What Happened
Brazilian President Jair Bolsonaro arrived March 17 in Washington for a three-day visit. Discussions between the White House and Brazil's new government over ways to address Brazil's dependence on China as an agricultural export market and its role as a destination for Chinese foreign direct investment add significance to the visit. About 27 percent of all Brazilian exports — mostly agricultural products and mineral resources — are sent to China. Some U.S. foreign policy advisers, such as Steve Bannon, former chief strategist for U.S. President Donald Trump, apparently perceive a strategic vulnerability for Brazil in its dependence on China as an agricultural export market. Brazilian Foreign Minister Ernesto Araujo has echoed similar views, in the past criticizing Brazil's dependence on iron ore exports to China. Bolsonaro, for his part, previously criticized Chinese investments in Brazil's mineral resources and its electricity sector as giving Beijing too much influence over the South American country.
What This Visit Means
Brazil's new government clearly is exploring a more ideologically motivated trade policy to reduce opportunities for Chinese economic expansion in the Americas. This policy is likely motivated as much by Bolsonaro's ideological proximity to the Trump administration — which shares similar views on slowing China's economic rise — as it is by economics. No concrete measures have been announced in support of this aim, but the governments of Brazil and the United States will likely explore possible limits on Chinese investment in Brazil. And both Brasilia and Washington are exploring the feasibility of a U.S.-Brazilian free trade agreement that could provide an alternative market for Brazilian goods.

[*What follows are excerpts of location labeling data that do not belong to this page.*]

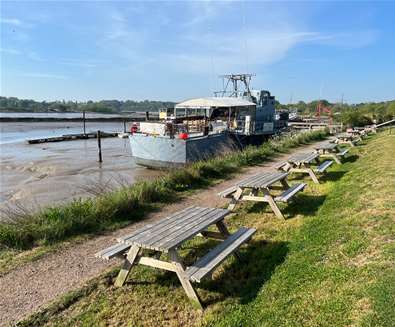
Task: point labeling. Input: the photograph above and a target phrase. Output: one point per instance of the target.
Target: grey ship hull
(165, 152)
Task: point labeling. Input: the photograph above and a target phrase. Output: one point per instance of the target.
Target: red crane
(322, 109)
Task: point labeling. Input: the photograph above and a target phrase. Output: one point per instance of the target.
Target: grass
(118, 208)
(330, 263)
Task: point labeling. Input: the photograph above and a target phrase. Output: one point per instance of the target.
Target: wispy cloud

But the limits on enacting a bilateral trade deal between Brazil and the United States will rein in the Bolsonaro administration's ability to address what it perceives as overdependence on China. For one, the U.S. market cannot absorb enough Brazilian agricultural exports to substitute for the Chinese market. Bolsonaro would also have to contend with internal pressure to push a U.S. trade deal through. Pressure from the potent Brazilian agricultural lobby is likely why the Brazilian government is currently exploring ways to increase beef exports to China. Those agricultural interests — which hold 27 percent of the seats in Brazil's lower house — could eventually make or break any anti-China legislative measures Bolsonaro might offer.
In recent months, discussions in both countries have grown around the possibility of an eventual Brazilian-U.S. free trade agreement. The Bolsonaro administration appears to be seriously analyzing the prospects for such a deal. But Brazil can't actually begin such negotiations unless it can modify the charter of the Common Market of the South. The customs union, also known as Mercosur, forbids its members from individually negotiating free trade agreements. The other obstacles to a successful bilateral trade negotiation will be Brazil's agricultural and industrial sectors, which are vulnerable to foreign competition.
Bolsonaro is a relatively weak president in terms of his relationship with the National Congress. Moving toward a free trade policy that would threaten to undermine agricultural and industrial conglomerates would set off alarm bells among Brazil's private sector. Business interests could then use their influence with lawmakers to pressure the president to relent on his push to upend the country's trade relationships.
Background
Bolsonaro came to power promising to safeguard Brazilian economic interests by drawing Brazil closer to the United States politically and economically. To do so, he intends to amend customs union legislation to allow Brazil to sign a trade deal with the United States. He also will move to more closely partner with the United States in resisting Chinese economic advances.